Nos últimos anos tenho lido vários romances de Haruki Murakami, não tanto pelo tipo de conteúdo fantástico nem pelo estilo vulgar, mas sobretudo por corresponder a um tipo de fenómeno literário a que convém estar atento. É que trata-se de uma moda, que acaba por condicionar algumas das linhas de força para que tende a evoluir a forma de encarar a Literatura. Já não tanto como obra de arte, mas como mercadoria, que se vende nos hipermercados ao lado das cebolas e dos detergentes.
Quando surgiu «1Q84» anunciava-se a obra mais ambiciosa do autor, até porque prometia-se a apresentação na forma de uma trilogia.
Hoje, quase a acabar a leitura do 2ºvolume, posso considerar que a montanha pariu um rato. Como sempre em Murakami lê-se facilmente, mesmo quando certos capítulos parecem ali inseridos para «encher chouriços», mas não existe nenhum argumento passível de justificar o entusiasmo por algo de inovador.
Tudo começa com uma jovem de cerca de trinta anos, Aomame, a inquietar-se pela possibilidade de chegar atrasada a um encontro no bairro de Shibuya já que a autoestrada para Tóquio parece assaz congestionada.

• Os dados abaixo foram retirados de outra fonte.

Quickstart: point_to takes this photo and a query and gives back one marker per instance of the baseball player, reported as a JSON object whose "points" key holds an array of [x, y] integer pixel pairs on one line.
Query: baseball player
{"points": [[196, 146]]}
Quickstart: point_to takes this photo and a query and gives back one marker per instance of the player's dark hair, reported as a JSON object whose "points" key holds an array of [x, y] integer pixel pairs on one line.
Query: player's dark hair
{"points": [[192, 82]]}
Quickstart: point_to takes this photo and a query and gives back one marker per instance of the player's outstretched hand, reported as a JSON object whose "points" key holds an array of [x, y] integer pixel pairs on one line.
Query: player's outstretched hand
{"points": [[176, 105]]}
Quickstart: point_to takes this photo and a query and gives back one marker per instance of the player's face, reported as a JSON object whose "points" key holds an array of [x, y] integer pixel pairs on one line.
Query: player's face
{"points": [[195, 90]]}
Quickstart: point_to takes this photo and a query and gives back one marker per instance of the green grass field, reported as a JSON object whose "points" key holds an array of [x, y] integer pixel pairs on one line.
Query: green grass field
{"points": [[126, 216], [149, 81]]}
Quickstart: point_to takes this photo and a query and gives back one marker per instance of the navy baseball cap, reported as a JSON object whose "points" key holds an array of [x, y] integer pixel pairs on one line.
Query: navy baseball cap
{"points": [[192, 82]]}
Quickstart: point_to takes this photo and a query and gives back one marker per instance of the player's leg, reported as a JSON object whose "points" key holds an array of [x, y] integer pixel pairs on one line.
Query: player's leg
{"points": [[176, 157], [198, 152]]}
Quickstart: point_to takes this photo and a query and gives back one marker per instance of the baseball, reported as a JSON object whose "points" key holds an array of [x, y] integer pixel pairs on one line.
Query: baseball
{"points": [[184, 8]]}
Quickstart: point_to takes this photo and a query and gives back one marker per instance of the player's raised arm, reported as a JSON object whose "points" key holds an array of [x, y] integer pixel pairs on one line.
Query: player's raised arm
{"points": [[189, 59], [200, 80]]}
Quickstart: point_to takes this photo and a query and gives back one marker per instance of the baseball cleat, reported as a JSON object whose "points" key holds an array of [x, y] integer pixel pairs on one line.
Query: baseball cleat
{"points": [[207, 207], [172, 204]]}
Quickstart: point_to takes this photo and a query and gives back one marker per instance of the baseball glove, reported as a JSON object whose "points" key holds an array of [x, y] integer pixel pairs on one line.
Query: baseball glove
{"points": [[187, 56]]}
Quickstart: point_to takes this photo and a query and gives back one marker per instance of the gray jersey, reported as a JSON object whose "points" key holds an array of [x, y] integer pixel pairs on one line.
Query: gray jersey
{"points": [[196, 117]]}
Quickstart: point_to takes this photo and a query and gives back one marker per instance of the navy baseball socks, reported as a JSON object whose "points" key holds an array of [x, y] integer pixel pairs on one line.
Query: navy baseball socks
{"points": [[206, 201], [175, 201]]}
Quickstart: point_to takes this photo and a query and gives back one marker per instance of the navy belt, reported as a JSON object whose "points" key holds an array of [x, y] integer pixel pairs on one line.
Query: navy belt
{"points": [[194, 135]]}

Nem sequer a Sinfonietta de Janacek, transmitida pelo autorrádio do táxi, a parece consolar. Por isso o motorista dá-lhe uma sugestão, que ela acata: sair do carro e, através de umas escadas de emergência, aceder à rua situada num nível inferior ao da estrada e onde poderá encontrar uma paragem de comboio. Mas ele avisa-a:
“Só mais uma coisa (…) Não se esqueça do que lhe digo: as coisas não são o que parecem” e acrescenta: “E quando uma pessoa dá um passo e faz uma coisa desse género [algo fora do comum] é provável que o cenário quotidiano … como hei-de dizer? … pareça mudado. As coisas à nossa volta podem revelar-se um pouco diferentes do que é costume. Eu próprio já passei por essa experiência! Contudo, não se deixe iludir pelas aparências. A realidade é apenas uma. (pág. 21)
Trata-se de conselho asizado, já que, sem disso se dar conta, Aomame irá mudar da realidade de 1984 para outra, paralela, fixada em 1Q84.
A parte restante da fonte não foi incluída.